August arrived. Three matches. Three opponents. Three wins. First place. Even if I hadn’t won, I think I would have felt satisfied knowing that I gave it my best. I wouldn’t have lost for lack of preparation.

Right now, we as a community and a nation are preparing for a battle and we don’t know how challenging it will be. Actually our preparation is in support of the people and institutions (aka medical establishment) who will be in the battle, as they prepare to face the challenge. We are all preparing in an extraordinary way to make the fight as easy as possible. To fail to prepare is to prepare to fail.

We don’t know how long the battle will last. We don’t know how tough the opponents will be. We don’t know what the conditions will be. We don’t know how many matches or rounds there will be. We might be oddly disappointed that it turns out to be a pretty flat event. We should find peace of mind in knowing that we have prepared and sacrificed the best we can to win even the most challenging battle. Better that than to get the snot knocked out of us.


4 Responses to “Fighting a Much Smaller Opponent”

  1. thebizgro March 21, 2020 at 17:04 #

    Great post. Thanks for sending!

    Sent from my iPhone


    • Chris Correia March 22, 2020 at 12:17 #

      Thanks for reading and commenting, Don! Be well, be happy.

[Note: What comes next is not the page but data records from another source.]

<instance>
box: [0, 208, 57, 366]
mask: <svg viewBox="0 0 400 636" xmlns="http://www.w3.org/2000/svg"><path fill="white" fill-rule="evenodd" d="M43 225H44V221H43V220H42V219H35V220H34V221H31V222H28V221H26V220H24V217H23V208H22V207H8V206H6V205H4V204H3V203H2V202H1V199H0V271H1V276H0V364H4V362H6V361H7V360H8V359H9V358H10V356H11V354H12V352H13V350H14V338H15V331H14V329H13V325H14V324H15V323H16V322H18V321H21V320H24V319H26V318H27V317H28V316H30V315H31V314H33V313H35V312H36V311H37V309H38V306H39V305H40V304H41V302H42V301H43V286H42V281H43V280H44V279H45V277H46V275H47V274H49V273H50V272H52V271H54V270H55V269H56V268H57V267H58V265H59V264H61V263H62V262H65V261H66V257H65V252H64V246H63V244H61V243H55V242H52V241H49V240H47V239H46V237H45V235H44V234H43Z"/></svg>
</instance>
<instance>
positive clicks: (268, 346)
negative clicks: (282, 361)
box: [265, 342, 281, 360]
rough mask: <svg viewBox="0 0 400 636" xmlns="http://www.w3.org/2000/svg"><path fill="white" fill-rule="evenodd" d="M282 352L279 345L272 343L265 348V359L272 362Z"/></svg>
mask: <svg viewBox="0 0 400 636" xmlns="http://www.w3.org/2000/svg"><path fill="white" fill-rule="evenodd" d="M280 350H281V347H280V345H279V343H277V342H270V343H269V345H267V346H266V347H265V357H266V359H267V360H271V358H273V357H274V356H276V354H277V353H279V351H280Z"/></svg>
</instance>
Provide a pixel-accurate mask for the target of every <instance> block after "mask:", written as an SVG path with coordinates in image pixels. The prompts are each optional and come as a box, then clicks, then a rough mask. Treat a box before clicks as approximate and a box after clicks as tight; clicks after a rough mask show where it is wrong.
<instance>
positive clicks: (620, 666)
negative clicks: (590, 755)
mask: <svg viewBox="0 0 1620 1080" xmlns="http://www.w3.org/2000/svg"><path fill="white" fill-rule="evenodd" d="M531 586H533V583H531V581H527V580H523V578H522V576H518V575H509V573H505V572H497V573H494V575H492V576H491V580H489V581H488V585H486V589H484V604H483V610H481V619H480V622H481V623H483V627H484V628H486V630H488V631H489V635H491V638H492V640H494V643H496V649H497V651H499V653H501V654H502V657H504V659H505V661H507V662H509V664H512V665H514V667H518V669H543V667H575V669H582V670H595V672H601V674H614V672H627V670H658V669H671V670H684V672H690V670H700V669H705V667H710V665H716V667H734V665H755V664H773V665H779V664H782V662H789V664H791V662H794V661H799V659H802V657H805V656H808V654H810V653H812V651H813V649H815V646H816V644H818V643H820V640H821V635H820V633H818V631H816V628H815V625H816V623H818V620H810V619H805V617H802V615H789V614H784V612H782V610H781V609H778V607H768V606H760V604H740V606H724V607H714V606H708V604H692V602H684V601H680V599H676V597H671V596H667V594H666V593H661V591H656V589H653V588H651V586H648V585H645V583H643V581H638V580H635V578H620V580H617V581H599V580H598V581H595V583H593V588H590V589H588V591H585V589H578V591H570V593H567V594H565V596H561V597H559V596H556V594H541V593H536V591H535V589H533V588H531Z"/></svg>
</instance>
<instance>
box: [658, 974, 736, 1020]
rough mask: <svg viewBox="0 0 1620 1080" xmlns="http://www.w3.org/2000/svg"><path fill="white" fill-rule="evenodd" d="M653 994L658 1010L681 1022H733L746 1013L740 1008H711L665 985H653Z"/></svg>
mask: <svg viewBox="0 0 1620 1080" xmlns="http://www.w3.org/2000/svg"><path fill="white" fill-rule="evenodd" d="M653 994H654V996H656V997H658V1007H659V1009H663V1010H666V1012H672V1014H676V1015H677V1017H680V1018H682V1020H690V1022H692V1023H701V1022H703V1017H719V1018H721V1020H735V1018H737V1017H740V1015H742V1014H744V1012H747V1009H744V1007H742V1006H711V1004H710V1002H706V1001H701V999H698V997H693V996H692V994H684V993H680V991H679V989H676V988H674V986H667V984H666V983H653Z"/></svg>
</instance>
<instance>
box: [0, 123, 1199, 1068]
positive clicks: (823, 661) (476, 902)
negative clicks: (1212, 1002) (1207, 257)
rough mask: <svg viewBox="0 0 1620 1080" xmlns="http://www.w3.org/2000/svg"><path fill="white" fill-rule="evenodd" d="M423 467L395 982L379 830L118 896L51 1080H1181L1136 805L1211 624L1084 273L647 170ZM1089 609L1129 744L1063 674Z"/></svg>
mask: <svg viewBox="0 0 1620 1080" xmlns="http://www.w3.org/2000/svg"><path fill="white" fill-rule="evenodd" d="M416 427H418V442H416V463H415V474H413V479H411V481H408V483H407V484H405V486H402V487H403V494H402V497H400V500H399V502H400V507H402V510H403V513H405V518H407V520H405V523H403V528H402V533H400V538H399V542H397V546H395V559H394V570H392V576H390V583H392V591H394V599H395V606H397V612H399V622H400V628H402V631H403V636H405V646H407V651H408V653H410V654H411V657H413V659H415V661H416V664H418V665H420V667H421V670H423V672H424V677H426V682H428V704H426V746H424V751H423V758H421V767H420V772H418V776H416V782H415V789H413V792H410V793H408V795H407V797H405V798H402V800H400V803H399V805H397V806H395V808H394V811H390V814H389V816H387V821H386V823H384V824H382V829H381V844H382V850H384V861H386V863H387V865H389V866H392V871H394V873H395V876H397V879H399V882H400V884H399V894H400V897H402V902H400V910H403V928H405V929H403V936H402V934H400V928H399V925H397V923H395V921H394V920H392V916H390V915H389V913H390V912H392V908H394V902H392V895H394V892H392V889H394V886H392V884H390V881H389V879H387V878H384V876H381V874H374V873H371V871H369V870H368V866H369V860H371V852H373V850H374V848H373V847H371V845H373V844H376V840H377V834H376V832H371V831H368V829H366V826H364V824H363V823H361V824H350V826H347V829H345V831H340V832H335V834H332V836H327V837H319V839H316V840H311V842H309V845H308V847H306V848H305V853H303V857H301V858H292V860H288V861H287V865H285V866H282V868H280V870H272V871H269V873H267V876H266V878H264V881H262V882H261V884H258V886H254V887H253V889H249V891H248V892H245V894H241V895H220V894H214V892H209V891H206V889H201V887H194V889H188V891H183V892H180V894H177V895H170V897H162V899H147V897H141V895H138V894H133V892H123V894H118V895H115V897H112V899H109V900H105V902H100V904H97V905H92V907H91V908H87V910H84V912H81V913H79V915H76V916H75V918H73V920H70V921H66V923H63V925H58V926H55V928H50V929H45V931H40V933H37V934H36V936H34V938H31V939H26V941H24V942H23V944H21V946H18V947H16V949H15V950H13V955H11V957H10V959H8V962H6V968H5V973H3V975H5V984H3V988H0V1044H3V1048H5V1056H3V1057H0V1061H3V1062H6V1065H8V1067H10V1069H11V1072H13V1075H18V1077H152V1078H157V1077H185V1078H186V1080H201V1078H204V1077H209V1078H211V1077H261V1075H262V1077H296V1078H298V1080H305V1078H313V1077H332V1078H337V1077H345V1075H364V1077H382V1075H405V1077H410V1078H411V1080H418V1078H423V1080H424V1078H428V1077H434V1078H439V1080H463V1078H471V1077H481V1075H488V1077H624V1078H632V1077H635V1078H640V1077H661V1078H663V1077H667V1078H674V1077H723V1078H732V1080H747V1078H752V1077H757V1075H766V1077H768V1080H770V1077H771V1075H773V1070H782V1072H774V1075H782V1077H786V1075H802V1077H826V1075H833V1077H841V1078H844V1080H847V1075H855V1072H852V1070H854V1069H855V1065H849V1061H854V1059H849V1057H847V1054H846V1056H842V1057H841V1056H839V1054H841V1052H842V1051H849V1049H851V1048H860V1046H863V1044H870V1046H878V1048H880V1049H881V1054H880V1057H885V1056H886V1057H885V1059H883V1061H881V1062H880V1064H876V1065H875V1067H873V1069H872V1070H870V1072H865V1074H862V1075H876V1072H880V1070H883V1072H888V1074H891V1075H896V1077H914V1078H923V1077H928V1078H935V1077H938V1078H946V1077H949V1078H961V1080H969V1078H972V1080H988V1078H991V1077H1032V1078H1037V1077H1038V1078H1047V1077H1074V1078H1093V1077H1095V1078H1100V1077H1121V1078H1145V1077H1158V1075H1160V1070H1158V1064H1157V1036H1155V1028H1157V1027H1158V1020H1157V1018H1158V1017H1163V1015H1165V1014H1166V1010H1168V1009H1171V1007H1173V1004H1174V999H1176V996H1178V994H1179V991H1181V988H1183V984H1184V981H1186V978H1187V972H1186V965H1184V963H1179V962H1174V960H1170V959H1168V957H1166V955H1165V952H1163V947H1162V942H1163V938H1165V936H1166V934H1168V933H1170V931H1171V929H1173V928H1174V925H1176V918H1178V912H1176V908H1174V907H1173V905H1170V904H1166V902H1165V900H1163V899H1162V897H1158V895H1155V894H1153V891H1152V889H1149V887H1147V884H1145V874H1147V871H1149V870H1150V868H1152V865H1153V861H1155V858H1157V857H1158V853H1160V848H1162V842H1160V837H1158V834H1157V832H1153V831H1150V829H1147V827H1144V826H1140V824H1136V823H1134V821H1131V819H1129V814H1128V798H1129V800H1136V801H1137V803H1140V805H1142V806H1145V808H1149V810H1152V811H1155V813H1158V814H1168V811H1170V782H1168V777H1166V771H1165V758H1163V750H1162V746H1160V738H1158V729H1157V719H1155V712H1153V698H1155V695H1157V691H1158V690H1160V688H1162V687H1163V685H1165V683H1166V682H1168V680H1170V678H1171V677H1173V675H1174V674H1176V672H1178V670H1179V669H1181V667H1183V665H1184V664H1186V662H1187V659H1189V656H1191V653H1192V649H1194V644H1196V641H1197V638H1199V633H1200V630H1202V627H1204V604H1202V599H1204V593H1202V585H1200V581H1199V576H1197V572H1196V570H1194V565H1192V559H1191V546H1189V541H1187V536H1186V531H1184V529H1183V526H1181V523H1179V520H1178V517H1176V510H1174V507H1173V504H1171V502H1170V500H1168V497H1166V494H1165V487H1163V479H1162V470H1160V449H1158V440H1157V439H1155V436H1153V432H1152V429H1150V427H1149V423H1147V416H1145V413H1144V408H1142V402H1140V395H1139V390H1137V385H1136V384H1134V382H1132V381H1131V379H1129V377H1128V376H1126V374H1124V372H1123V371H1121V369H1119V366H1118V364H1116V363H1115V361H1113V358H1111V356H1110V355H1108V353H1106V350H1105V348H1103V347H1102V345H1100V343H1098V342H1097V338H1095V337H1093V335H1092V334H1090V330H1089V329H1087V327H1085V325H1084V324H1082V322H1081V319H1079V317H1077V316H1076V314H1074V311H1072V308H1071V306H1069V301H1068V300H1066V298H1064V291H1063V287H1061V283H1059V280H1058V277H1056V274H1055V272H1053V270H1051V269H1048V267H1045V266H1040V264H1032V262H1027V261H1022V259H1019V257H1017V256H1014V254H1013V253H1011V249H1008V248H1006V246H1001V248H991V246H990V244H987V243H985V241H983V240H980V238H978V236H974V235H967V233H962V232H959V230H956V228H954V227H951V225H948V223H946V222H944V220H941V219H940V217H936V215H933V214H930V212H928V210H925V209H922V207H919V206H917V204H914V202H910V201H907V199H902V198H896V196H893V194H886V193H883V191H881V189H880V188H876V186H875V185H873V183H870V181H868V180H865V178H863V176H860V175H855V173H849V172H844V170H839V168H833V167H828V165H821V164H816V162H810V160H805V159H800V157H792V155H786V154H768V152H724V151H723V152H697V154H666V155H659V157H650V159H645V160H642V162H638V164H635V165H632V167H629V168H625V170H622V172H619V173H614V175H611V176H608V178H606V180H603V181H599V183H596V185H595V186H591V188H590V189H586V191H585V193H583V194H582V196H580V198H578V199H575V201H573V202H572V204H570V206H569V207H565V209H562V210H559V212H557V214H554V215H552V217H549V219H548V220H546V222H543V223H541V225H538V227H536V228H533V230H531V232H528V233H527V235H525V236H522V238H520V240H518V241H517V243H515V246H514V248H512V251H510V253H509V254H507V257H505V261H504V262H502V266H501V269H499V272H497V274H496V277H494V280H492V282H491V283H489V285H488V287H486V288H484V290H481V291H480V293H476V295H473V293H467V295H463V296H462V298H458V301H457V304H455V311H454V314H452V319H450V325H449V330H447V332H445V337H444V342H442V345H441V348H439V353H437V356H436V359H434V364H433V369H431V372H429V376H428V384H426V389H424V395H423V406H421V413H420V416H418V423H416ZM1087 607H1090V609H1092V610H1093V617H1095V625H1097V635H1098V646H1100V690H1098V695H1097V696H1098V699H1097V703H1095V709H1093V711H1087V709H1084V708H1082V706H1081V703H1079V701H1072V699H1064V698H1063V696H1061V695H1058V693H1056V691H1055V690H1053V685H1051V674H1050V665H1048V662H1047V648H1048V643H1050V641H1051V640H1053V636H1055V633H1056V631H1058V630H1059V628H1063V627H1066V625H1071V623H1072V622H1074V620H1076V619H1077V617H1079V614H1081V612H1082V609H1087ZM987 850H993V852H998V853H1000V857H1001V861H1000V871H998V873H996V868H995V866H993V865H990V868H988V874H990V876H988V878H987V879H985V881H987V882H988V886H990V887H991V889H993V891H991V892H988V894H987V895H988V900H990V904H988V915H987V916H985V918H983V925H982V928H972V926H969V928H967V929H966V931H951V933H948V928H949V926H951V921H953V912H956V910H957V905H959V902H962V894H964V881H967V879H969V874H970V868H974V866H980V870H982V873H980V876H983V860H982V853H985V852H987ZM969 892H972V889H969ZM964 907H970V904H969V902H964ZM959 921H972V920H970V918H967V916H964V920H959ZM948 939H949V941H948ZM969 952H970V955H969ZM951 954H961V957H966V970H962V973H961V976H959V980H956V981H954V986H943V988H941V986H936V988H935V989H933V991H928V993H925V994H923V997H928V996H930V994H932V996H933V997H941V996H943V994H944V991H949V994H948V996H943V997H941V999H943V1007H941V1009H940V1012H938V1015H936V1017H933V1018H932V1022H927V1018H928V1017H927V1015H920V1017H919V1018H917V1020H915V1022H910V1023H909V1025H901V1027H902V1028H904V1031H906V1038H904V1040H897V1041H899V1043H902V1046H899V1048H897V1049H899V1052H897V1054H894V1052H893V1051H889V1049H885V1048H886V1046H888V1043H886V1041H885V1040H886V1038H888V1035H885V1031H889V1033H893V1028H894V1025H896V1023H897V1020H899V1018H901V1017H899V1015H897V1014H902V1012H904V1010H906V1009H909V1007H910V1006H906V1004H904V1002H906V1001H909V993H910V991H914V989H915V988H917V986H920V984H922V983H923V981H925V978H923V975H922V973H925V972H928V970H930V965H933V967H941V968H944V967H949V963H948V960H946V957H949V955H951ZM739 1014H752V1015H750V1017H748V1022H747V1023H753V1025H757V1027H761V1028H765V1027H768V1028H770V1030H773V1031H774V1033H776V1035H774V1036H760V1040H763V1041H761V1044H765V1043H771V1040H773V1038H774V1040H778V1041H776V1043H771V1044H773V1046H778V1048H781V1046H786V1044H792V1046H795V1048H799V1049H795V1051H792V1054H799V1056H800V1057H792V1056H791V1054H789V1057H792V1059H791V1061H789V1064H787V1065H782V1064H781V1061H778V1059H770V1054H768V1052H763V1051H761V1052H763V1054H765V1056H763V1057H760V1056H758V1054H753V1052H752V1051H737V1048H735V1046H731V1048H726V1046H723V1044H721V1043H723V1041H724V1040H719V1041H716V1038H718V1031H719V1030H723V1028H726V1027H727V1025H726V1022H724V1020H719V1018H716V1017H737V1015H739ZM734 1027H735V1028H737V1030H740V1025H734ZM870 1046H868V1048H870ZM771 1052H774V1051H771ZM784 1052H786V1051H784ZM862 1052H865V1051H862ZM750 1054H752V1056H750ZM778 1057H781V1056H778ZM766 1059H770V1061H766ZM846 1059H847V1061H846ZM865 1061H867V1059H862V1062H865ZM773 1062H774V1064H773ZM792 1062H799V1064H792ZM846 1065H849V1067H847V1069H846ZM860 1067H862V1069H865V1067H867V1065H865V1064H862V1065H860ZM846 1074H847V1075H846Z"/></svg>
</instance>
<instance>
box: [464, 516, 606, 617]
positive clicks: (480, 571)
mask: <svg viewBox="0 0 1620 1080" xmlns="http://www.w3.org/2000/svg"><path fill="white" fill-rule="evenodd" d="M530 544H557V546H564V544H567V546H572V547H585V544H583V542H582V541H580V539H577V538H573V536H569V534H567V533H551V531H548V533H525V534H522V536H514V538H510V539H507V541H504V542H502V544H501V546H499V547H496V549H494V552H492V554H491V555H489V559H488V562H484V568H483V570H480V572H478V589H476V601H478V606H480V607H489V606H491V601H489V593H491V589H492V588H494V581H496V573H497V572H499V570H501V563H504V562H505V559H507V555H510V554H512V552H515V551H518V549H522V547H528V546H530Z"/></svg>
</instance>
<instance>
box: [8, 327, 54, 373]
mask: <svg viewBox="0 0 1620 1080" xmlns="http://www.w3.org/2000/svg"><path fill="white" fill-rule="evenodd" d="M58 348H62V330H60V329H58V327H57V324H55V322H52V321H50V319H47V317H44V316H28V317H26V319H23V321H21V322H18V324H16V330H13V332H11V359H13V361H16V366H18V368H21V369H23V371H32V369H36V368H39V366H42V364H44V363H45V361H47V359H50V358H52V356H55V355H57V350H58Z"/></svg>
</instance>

  2. Bob Weiss March 22, 2020 at 08:30 #

    Thanks Chris. Great perspective for the rest of us who have not been directly in the battle yet. Commitment to a goal and preparation are keys to success. One definition of luck is “when opportunity meets preparation.” May we all be lucky this year.

    • Chris Correia March 22, 2020 at 12:19 #

      Thanks for reading and commenting, Bob. Nice add on! Stay well and happy.